UPDATE: The lede, in translation, of an editorial in the conservative daily Le Figaro. Here, “the right” means the mainstream conservatives:

So, the captain was lost. The unthinkable imposed itself. The impossible has happened. The right wing, which for five years has sacked the Socialists in all elections, the right, whose ideas and values have never been so preponderant in the depths of the country, this right from whom victory could not escape was, yesterday, dryly eliminated. While the desire for change, after a fifteen years unanimously considered calamitous, has never been so powerful, the right will not, for the first time in its history, represented in the second round of the presidential election.
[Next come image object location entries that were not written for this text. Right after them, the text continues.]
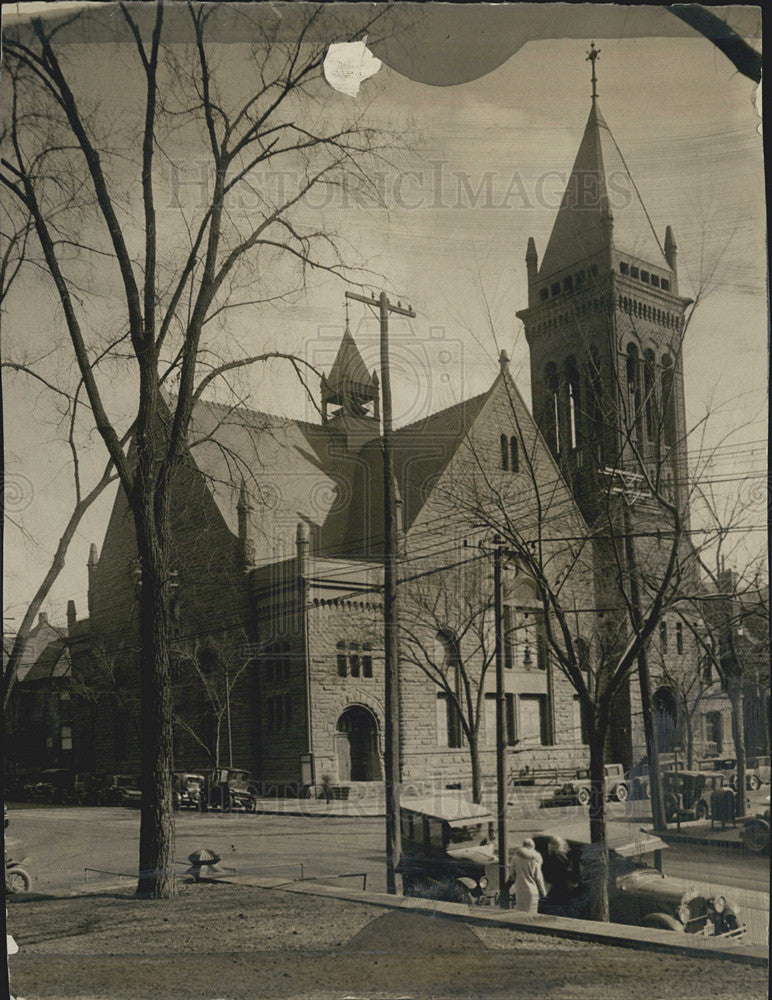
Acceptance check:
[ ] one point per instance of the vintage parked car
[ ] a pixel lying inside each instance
(187, 789)
(638, 894)
(228, 788)
(448, 849)
(578, 789)
(753, 780)
(59, 786)
(688, 794)
(756, 832)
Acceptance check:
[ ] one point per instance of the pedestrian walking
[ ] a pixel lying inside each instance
(527, 877)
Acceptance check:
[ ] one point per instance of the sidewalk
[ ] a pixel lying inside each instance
(699, 832)
(340, 808)
(619, 935)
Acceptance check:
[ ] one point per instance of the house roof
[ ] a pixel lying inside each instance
(54, 661)
(600, 190)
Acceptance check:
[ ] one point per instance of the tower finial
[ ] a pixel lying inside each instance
(592, 55)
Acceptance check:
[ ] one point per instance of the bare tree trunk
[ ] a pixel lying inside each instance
(600, 902)
(689, 733)
(156, 835)
(474, 754)
(736, 697)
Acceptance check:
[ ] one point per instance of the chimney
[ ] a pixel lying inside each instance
(531, 266)
(301, 547)
(671, 255)
(92, 562)
(246, 544)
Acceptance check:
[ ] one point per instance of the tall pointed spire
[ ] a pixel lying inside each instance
(592, 55)
(349, 384)
(601, 210)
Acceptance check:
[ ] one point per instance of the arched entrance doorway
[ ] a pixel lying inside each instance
(356, 740)
(666, 721)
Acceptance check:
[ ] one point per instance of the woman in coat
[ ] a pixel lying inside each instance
(528, 879)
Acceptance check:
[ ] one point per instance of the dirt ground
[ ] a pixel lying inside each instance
(220, 942)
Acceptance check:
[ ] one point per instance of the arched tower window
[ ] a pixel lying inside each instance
(668, 401)
(633, 392)
(593, 396)
(650, 402)
(572, 389)
(552, 423)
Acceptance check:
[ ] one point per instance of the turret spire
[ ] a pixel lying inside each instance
(592, 55)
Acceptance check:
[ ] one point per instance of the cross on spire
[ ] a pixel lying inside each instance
(592, 55)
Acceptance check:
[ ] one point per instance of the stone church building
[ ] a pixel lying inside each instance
(278, 536)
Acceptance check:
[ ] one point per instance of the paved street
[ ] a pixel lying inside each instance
(63, 841)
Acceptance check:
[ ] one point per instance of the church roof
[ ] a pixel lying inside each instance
(349, 374)
(600, 189)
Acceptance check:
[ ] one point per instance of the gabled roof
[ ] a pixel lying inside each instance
(600, 189)
(54, 661)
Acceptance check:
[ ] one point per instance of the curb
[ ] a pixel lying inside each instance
(618, 935)
(681, 837)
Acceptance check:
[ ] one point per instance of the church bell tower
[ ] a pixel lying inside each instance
(604, 325)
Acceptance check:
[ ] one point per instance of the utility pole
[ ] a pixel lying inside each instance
(501, 742)
(392, 746)
(652, 750)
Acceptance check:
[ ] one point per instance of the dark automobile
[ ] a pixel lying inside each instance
(638, 894)
(447, 849)
(688, 794)
(187, 789)
(756, 832)
(228, 788)
(578, 789)
(753, 779)
(58, 785)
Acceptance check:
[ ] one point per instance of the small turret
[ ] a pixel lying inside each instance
(531, 267)
(91, 564)
(671, 256)
(246, 544)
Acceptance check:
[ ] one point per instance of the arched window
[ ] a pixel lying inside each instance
(553, 407)
(572, 389)
(633, 392)
(668, 400)
(648, 395)
(447, 658)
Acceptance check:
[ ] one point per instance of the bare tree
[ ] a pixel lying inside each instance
(448, 632)
(172, 274)
(209, 668)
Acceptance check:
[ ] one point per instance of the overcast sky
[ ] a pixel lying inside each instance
(686, 124)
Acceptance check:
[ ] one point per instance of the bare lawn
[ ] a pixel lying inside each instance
(221, 942)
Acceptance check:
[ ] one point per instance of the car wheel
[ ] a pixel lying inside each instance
(662, 921)
(17, 880)
(756, 837)
(671, 807)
UPDATE.2: Read TAC’s Scott McConnell on the results. He’s in Paris now. Excerpt:

I spent the first part of the evening at a Paris forum in the hip, boboish République quarter, where philosopher Michel Onfray discussed the election returns. Onfray is an atheist and has sometimes been labeled an anarchist, but he writes big bestselling books on large subjects, and with his emphasis on decentralization and opposition to Brussels he might be a bit of a crunchy con. He arrived on stage in jeans and an open black shirt. The audience is like anything you would find at a comparable event on Manhattan’s Upper West Side: elderly, somewhat professorial, definitely leaning left—I doubt there were any Le Pen voters there. Onfray announced he didn’t vote, hadn’t voted since 2005, when France held a referendum on the European Constitution and voted “No” by a decisive margin and the vote had precisely zero impact in slowing the advance of the European project. He held the stage for quite a while, basically deflating the idea that there was any pressing need to vote against Marine Le Pen. He obviously signaled some distaste for her (I couldn’t really tell if it was genuine, or a requirement of his position as a bestselling, non-right-wing author) but spent more time mocking Macron, the non-democratic system, French elites, the continuation of the Hollande regime through Macron, the left’s refusal to ever say the word “Islamic” when it discusses terrorism. From the questions and audience reaction the crowd seemed split—half of them probably believe Le Pen and her ilk are dangerous fascists who must be stamped out forever; the other half at least enjoyed his expressions of scorn for Macron and the French establishment political class.